In this paper, the net primary productivity of vegetation in the terrestrial ecosystem was simulated based on the MODIS 13A1-NDVI remote sensing data, meteorological data, land use and land cover data, and CASA model in Anhui province during 2001–2016. On this basis, the temporal variation trend, spatial distribution pattern, and influencing factors of net primary productivity of vegetation and vegetation net primary productivity of different land use types were further analyzed. The main conclusions were as follows:

  1. 1.

    From 2001 to 2016, the perennial average of total NPP was about 34.62 TgC in Anhui province.
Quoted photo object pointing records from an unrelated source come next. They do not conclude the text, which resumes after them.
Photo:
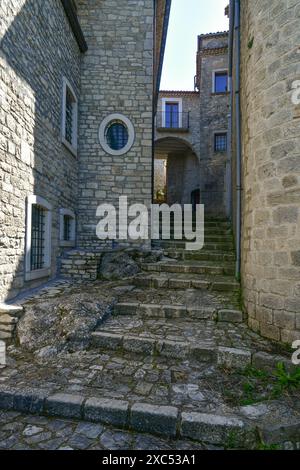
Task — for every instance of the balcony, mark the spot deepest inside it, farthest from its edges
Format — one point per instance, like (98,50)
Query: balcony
(173,122)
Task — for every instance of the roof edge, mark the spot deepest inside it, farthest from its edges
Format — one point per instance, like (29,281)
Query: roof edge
(74,23)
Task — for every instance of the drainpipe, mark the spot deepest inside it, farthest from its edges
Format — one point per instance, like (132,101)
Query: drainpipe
(237,38)
(230,116)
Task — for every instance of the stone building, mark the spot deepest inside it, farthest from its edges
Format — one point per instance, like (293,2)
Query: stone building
(77,90)
(266,190)
(177,143)
(191,132)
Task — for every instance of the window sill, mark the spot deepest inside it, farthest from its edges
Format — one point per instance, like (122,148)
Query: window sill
(67,244)
(175,130)
(39,273)
(70,147)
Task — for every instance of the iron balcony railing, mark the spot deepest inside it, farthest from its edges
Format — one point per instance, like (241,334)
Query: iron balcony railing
(180,121)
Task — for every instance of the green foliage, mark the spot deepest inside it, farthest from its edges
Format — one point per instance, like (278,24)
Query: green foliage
(252,372)
(232,441)
(263,446)
(285,381)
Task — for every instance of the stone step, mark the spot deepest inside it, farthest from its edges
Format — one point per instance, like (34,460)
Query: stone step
(208,238)
(202,255)
(202,352)
(143,310)
(162,420)
(191,267)
(181,244)
(215,283)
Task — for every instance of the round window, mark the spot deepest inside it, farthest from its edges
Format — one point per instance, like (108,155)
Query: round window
(116,135)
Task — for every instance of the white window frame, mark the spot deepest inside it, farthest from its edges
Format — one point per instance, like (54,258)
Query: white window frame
(224,131)
(71,147)
(214,73)
(102,134)
(72,241)
(164,109)
(46,270)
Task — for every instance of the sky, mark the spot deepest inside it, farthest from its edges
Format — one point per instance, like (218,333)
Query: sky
(188,19)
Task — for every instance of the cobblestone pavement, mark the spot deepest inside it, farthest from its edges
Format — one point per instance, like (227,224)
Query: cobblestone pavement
(147,349)
(24,432)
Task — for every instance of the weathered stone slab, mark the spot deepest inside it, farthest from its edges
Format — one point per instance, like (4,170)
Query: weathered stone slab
(107,411)
(231,316)
(104,340)
(64,405)
(29,401)
(126,308)
(173,348)
(210,428)
(138,345)
(234,358)
(155,419)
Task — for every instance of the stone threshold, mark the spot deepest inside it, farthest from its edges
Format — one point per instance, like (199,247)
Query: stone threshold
(171,311)
(167,421)
(232,358)
(165,282)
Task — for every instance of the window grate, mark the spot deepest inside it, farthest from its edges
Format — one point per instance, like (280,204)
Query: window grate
(37,237)
(221,82)
(220,142)
(69,116)
(172,115)
(117,135)
(67,227)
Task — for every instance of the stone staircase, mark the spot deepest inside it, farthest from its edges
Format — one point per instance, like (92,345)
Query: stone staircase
(183,322)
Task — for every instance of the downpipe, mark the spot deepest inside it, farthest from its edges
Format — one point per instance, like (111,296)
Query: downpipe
(237,39)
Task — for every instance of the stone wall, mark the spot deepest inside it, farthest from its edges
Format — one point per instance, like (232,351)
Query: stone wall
(214,109)
(80,265)
(37,49)
(117,77)
(180,147)
(271,167)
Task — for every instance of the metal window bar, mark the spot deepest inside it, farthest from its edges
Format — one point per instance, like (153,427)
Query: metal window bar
(221,82)
(37,237)
(164,122)
(69,117)
(67,227)
(220,143)
(172,116)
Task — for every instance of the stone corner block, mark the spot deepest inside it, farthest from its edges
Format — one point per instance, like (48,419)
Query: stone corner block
(107,411)
(161,420)
(14,310)
(6,399)
(234,358)
(230,316)
(65,405)
(268,362)
(213,429)
(30,401)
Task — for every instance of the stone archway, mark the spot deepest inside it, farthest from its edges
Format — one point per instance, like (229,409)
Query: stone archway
(176,171)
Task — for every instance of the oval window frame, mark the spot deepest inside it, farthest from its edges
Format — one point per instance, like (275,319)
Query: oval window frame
(102,133)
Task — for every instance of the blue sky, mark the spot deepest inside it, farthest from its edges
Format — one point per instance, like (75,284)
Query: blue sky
(188,19)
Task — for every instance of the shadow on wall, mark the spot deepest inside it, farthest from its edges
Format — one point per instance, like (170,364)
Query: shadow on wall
(34,161)
(182,176)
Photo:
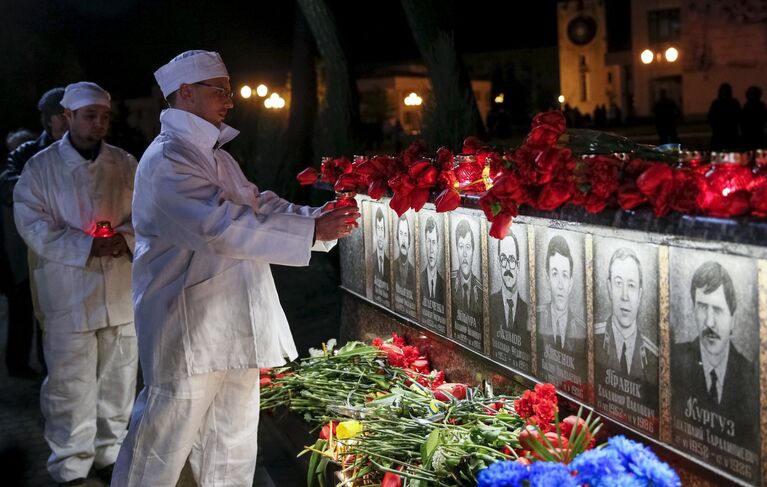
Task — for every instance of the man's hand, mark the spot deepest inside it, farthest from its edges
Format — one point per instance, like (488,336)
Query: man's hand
(114,246)
(336,223)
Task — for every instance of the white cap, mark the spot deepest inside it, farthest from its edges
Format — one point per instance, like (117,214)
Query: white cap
(84,93)
(189,67)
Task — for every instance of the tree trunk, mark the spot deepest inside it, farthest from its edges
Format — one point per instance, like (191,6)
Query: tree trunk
(339,118)
(451,114)
(303,111)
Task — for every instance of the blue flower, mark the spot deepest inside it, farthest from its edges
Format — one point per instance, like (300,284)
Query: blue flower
(503,474)
(592,465)
(643,463)
(619,480)
(547,474)
(647,467)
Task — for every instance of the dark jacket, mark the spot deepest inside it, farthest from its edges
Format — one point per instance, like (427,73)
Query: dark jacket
(13,246)
(498,318)
(740,389)
(439,287)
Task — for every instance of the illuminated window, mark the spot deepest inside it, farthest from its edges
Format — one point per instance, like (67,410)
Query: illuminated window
(663,25)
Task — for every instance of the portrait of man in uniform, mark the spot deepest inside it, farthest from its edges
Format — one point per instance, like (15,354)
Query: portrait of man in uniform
(467,286)
(514,317)
(626,354)
(714,380)
(510,337)
(403,266)
(432,265)
(404,273)
(432,278)
(561,329)
(466,281)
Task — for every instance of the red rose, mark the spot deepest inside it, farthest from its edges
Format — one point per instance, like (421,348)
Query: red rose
(687,186)
(448,200)
(524,405)
(444,158)
(554,195)
(629,196)
(307,177)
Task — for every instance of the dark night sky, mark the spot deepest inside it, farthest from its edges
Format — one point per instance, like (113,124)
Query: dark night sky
(119,43)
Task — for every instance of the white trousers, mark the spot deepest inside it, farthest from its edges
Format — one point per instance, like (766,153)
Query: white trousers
(212,419)
(87,397)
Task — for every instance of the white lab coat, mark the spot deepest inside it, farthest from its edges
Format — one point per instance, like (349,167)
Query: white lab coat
(203,291)
(207,310)
(83,302)
(58,200)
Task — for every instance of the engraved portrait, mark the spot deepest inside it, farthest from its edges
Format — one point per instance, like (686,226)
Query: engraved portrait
(626,352)
(714,358)
(403,262)
(466,281)
(510,332)
(561,326)
(432,266)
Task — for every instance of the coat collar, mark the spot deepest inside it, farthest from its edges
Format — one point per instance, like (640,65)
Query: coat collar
(70,155)
(195,130)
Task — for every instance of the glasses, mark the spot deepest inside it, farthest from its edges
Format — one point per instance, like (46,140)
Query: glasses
(222,92)
(510,262)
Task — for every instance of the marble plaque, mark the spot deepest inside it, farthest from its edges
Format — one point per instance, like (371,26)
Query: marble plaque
(403,232)
(432,268)
(467,292)
(561,324)
(378,257)
(352,252)
(714,359)
(510,332)
(626,351)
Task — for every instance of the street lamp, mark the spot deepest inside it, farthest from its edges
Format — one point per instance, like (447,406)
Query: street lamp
(274,102)
(413,100)
(647,56)
(671,54)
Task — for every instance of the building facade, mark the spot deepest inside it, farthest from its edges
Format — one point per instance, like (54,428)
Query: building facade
(686,48)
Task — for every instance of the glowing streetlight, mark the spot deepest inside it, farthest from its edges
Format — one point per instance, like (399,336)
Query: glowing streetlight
(647,56)
(671,54)
(413,100)
(274,102)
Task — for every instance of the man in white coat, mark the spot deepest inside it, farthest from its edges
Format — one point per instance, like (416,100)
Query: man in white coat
(81,286)
(207,311)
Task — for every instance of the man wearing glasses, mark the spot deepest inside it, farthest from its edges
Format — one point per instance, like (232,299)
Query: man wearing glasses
(511,337)
(207,310)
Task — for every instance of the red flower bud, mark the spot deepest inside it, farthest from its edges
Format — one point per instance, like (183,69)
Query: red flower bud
(308,176)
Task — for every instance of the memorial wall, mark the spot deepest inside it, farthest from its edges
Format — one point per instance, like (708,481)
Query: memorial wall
(661,330)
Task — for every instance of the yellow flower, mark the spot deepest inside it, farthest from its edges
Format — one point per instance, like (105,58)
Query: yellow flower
(348,429)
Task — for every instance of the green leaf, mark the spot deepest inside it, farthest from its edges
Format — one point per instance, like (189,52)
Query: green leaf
(431,444)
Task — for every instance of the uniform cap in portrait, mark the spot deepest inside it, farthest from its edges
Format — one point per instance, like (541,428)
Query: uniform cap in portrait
(84,93)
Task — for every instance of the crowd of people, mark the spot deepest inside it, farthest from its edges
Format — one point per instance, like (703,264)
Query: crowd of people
(732,126)
(162,262)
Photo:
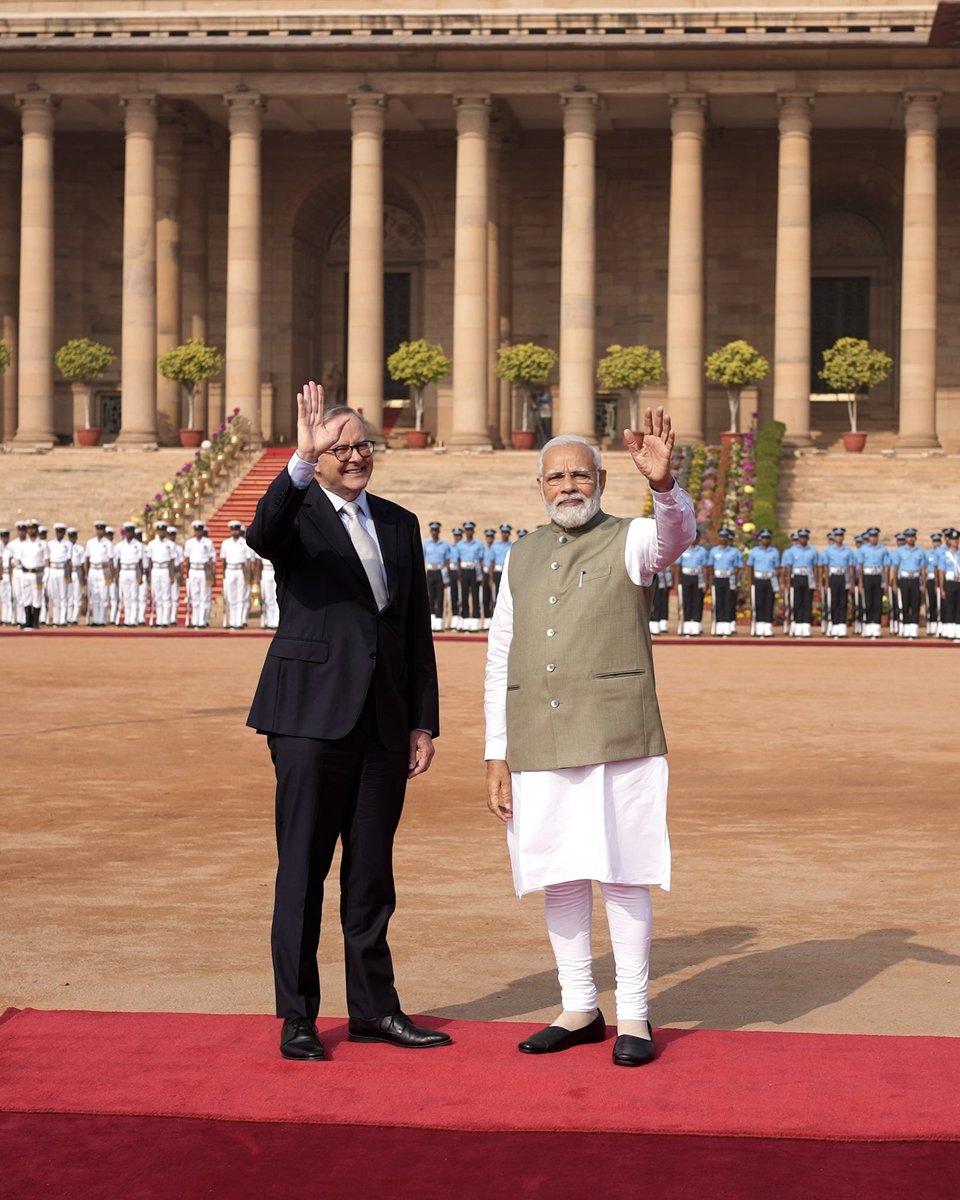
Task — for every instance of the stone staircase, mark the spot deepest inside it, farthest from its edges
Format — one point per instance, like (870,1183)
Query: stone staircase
(820,491)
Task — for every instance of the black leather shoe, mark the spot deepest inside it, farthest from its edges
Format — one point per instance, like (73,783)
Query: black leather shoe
(396,1030)
(633,1051)
(552,1039)
(298,1039)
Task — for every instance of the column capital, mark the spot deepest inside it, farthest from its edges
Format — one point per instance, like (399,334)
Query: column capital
(141,115)
(921,112)
(473,113)
(796,112)
(246,112)
(579,113)
(37,111)
(688,113)
(367,112)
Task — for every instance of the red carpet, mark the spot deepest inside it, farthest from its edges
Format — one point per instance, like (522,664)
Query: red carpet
(181,1103)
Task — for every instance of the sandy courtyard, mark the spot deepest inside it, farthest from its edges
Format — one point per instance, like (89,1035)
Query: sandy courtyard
(815,801)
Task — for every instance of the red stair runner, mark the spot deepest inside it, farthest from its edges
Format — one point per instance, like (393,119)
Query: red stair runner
(240,505)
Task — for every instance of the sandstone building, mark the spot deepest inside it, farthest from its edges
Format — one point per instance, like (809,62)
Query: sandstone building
(307,184)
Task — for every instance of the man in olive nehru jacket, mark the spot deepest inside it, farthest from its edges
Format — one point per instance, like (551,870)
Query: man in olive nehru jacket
(575,749)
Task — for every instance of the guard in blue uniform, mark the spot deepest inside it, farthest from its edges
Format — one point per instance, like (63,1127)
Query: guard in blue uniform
(893,559)
(471,558)
(871,571)
(838,568)
(949,577)
(501,550)
(724,564)
(931,564)
(486,581)
(763,562)
(437,557)
(799,573)
(691,583)
(453,571)
(911,565)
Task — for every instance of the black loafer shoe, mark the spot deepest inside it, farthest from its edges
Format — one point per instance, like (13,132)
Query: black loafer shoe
(633,1051)
(552,1039)
(298,1039)
(396,1030)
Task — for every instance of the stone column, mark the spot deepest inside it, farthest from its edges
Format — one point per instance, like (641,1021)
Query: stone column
(365,348)
(10,243)
(685,353)
(493,277)
(575,411)
(471,275)
(138,339)
(244,276)
(169,167)
(195,255)
(791,370)
(504,329)
(35,424)
(918,288)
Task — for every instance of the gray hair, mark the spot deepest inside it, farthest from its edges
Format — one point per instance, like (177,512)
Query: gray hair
(569,439)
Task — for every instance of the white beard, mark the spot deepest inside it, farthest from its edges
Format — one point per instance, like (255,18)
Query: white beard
(569,517)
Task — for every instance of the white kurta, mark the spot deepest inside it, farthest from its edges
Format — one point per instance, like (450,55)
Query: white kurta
(605,821)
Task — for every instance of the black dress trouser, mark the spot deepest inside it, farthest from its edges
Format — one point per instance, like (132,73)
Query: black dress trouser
(348,789)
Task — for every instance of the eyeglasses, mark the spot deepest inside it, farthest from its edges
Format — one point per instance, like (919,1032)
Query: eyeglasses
(343,454)
(579,478)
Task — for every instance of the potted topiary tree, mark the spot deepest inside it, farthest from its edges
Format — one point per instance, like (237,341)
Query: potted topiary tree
(189,365)
(83,363)
(526,365)
(851,367)
(629,367)
(415,365)
(736,366)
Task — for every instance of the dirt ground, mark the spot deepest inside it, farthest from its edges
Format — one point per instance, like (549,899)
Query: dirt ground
(815,793)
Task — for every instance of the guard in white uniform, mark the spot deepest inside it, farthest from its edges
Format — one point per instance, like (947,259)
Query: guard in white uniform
(59,575)
(211,575)
(162,557)
(575,749)
(198,558)
(234,555)
(6,587)
(178,574)
(75,593)
(97,562)
(129,559)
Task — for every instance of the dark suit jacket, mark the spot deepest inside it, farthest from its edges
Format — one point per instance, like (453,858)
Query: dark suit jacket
(331,641)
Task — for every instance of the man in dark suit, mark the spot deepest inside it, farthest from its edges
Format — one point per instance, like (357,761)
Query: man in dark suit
(348,701)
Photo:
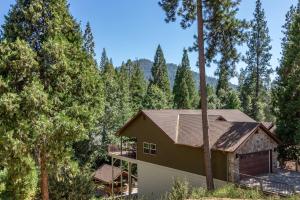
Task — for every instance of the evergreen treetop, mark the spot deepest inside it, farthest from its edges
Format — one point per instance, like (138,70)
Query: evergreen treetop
(88,41)
(159,72)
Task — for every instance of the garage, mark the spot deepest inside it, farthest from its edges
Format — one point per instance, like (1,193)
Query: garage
(255,163)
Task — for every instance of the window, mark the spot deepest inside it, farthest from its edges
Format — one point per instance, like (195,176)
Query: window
(149,148)
(146,148)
In the 16 years, the total NPP of vegetation in more years were lower than the multi-year average. Generally speaking, in terms of time, NPP of vegetation in Anhui province showed a trend of slight decline. In 2016, compared with 2001, the total amount of vegetation NPP decreased by nearly 3.12 TgC. Spatially, the distribution characteristics of NPP were more in the north and south, and less in the middle. During the whole research period, about 66.03% of NPP of the land area was in a decreasing trend in the province. The areas with a slight decreasing trend were widely distributed in the province, and the areas with a significant decreasing trend were mainly distributed in the plain areas along the river. The regions in the increasing trend only accounts for 2.16% of the province’s areas, which was mainly distributed in the northern part of Dabie mountain in western Anhui.

  2. 2.

    During 2001–2016, there was a significant difference in the vegetation NPP among different land use types in Anhui province. The vegetation NPP of different land use types was ranked from large to small as follows: woodland, grassland, ecotones of natural vegetation, cultivated land, urban and construction land, wetland, water area, and areas with low vegetation cover. The result was closely related to the vegetation type and covered area.

  3. 3

    From 2001 to 2016, the monthly mean temperature showed a fluctuating downward trend, while the annual precipitation showed a fluctuating upward trend in Anhui province. Such climatic condition with slightly “cold and wet” characteristics was the important reason for the decrease of vegetation NPP in Anhui province. The correlation between vegetation NPP and temperature was greater than that between vegetation NPP and precipitation. All the 8 types of land use vegetation NPP were positively correlated with monthly mean temperature. In addition to cultivated land, vegetation NPP of the other 7 types of land use was negatively correlated with precipitation. It could be said that the temperature condition had a positive effect on the vegetation NPP in the region, while the precipitation had a negative effect on the vegetation NPP of land use type except cultivated land.

  4. 4

    In addition to the influence of climate factors on NPP changes, human activities were also a factor that could not be ignored. The most direct impact of human activities on terrestrial ecosystems was the change in land use and land cover. In the past 16 years, the land transfer had been mainly characterized by the decrease of the land area in cultivated land, grassland and ecotones of natural vegetation with high vegetation NPP and the increase of the land area in the water area, town and construction land with low vegetation NPP in Anhui province. This was also the main reason for the decrease of NPP in Anhui province.